Generating a model and a route

Now the addon is installed, we can include our first data table. We will first generate a model for a book and an author:

 > ember generate model book title isbn publicationDate:date genre language numberOfPages:number authors:hasMany
 > ember generate model author name books:hasMany

Next, generate a new route /books to show our table.

> ember generate route books

Configuring the data table

Include the DataTableRouteMixin in app/routes/books.js and set the model name:

import Ember from 'ember';
import DataTableRouteMixin from 'ember-data-table/mixins/route';

export default Ember.Route.extend(DataTableRouteMixin, {
   modelName: 'book'

Finally, add the data-table in your template app/templates/book.hbs

<h1>My books</h1>
{{data-table content=model fields="title isbn"}}

Adding sorting and pagination

By including the DataTableRouteMixin in the /books route, we get sorting and pagination for free (if your backend supports it of course). Just pass the ‘page’ and ‘sort’ parameters to the data table. The DataTableRouteMixin will make sure the model gets refreshed when one of the parameters is updated.

<h1>My books</h1>
{{data-table content=model 
    fields="title isbn genre publicationDate language numberOfPages" 
    page=page sort=sort}}

Adding free-text search

Finally, we will include a free-text search field. The only thing we need to do to enable this is passing the filter parameter to the data-table and initializing it on an empty string in the controller.

Generate a controller for the /books route.

> ember generate controller books

Initialize the filter query param by including the DefaultParamsMixin.
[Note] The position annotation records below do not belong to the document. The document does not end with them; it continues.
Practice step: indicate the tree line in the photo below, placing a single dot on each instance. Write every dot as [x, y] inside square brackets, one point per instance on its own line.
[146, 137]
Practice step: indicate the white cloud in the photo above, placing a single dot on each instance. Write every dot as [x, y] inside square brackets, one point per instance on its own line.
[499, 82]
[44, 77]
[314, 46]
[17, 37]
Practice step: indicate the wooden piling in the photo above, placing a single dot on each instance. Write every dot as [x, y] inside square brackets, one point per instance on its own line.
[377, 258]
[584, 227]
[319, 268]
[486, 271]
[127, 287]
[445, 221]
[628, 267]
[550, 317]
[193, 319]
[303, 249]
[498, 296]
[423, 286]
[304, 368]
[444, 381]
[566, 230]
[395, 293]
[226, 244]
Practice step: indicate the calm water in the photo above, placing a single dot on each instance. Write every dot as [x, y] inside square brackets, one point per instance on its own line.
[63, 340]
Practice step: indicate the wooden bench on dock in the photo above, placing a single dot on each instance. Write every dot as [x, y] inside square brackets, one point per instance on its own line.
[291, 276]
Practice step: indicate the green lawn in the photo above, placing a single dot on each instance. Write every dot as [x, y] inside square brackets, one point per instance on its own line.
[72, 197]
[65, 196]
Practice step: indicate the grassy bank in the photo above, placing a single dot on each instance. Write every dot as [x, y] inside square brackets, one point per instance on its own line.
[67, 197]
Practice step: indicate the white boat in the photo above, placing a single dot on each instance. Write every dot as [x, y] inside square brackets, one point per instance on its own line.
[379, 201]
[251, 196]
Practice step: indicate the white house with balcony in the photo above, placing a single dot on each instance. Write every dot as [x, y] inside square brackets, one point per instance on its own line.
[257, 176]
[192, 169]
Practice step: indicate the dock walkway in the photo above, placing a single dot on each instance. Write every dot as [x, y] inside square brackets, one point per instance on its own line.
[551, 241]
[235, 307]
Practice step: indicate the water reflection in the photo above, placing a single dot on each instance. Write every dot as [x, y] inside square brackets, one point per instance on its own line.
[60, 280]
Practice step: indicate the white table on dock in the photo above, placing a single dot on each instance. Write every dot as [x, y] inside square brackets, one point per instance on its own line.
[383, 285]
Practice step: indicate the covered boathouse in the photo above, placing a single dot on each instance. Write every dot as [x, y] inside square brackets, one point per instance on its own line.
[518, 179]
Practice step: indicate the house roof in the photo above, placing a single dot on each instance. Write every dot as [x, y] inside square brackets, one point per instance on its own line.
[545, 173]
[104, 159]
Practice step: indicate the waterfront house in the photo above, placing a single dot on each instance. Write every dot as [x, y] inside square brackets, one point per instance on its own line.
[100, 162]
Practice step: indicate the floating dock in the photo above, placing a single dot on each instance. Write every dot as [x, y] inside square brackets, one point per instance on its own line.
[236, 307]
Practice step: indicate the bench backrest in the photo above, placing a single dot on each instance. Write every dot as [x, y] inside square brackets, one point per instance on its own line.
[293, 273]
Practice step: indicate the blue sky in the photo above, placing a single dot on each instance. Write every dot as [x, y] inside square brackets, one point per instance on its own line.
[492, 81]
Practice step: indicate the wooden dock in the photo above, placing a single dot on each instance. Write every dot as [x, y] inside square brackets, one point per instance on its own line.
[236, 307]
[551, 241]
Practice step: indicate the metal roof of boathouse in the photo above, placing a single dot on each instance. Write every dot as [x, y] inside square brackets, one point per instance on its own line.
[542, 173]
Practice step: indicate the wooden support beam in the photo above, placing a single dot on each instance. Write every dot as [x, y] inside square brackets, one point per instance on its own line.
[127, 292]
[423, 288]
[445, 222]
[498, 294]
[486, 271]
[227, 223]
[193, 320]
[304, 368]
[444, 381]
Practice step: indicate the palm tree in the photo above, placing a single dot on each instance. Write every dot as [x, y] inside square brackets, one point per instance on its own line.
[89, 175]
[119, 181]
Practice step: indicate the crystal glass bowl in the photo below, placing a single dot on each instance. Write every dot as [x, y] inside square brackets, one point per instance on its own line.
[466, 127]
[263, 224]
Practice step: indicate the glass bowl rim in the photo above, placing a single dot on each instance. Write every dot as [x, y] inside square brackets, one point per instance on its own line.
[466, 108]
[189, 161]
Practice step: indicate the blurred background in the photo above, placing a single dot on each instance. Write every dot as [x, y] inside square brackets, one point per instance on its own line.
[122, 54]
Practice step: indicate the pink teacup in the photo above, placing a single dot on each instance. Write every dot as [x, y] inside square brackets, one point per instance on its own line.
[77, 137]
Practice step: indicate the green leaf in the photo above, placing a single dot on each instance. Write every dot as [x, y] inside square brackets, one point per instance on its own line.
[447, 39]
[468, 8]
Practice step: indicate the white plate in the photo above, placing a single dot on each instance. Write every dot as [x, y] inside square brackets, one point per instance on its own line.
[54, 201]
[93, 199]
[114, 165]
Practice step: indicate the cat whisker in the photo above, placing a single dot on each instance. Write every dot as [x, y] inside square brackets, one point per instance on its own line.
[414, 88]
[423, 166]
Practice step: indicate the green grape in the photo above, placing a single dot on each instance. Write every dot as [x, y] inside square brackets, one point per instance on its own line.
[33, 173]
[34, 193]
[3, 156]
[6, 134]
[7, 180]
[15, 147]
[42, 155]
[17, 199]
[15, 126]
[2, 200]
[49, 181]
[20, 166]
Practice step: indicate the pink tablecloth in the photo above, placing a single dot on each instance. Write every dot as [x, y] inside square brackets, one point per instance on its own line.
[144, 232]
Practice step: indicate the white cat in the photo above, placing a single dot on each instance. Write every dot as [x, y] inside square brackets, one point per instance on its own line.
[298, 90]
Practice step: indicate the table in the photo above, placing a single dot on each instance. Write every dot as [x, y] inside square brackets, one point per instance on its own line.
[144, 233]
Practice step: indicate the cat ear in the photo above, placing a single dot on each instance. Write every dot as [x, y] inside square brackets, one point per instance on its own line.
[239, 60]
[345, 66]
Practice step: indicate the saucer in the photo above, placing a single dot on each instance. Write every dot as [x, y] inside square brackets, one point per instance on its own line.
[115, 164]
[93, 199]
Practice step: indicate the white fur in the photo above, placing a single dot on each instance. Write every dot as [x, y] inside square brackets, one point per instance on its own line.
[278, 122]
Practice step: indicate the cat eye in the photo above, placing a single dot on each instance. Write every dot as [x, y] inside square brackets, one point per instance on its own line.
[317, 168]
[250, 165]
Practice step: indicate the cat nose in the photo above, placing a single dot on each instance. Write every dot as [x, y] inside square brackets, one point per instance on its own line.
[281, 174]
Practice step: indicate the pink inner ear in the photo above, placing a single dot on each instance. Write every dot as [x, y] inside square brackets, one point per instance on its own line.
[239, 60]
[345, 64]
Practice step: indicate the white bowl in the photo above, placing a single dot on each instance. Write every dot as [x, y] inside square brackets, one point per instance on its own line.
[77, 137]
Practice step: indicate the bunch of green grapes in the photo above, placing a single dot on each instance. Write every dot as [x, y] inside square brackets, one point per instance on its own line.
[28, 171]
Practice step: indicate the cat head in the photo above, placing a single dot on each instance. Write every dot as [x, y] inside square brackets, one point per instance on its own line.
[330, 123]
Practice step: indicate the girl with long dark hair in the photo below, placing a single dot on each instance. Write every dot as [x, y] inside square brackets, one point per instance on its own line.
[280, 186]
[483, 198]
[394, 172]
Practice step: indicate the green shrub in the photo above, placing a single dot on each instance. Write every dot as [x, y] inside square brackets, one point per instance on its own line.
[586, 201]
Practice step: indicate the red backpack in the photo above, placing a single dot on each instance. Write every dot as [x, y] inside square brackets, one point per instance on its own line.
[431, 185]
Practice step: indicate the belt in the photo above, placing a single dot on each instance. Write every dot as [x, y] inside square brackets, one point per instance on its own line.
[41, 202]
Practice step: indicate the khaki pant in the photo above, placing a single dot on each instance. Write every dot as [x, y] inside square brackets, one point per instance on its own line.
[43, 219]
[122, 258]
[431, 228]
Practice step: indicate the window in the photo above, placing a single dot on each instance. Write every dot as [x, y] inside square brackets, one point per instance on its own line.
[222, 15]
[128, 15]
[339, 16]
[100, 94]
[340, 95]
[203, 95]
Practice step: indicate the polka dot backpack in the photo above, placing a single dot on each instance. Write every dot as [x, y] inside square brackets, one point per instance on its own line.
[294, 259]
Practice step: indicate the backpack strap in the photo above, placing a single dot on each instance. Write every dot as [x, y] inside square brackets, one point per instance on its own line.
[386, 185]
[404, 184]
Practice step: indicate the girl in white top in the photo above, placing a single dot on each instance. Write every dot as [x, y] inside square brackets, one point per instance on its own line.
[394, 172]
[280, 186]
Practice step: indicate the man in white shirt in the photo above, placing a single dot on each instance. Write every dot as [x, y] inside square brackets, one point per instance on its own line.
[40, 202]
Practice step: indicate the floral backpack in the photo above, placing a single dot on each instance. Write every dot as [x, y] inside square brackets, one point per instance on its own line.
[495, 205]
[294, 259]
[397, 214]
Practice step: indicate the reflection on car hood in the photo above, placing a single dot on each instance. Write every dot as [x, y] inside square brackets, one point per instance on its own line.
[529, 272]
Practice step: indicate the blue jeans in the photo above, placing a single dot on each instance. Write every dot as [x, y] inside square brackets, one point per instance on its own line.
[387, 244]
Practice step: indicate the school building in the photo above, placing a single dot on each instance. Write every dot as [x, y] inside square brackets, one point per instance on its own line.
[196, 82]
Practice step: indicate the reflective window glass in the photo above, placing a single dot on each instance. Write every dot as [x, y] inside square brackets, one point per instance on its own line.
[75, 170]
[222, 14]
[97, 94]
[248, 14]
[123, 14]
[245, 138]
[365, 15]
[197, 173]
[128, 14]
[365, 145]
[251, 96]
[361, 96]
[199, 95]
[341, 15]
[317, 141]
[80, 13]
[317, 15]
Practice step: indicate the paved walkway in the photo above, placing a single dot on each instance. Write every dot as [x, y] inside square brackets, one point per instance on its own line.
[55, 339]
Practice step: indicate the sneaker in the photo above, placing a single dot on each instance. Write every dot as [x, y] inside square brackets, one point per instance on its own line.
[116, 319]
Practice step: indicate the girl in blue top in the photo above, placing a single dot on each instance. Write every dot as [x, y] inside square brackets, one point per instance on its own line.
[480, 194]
import Ember from 'ember';
import DefaultQueryParamsMixin from 'ember-data-table/mixins/default-query-params';

export default Ember.Controller.extend(DefaultQueryParamsMixin, {

Update the books.hbs template with the filter paramater.

<h1>My books</h1>
{{data-table content=model 
    fields="title isbn genre publicationDate language numberOfPages" 
    page=page sort=sort filter=filter}}

That’s it. We now have a simple data table including sorting, pagination and free-text search with minimal effort. In the following part of the tutorial we will customize the formatting of the columns and add some custom action buttons in the table header.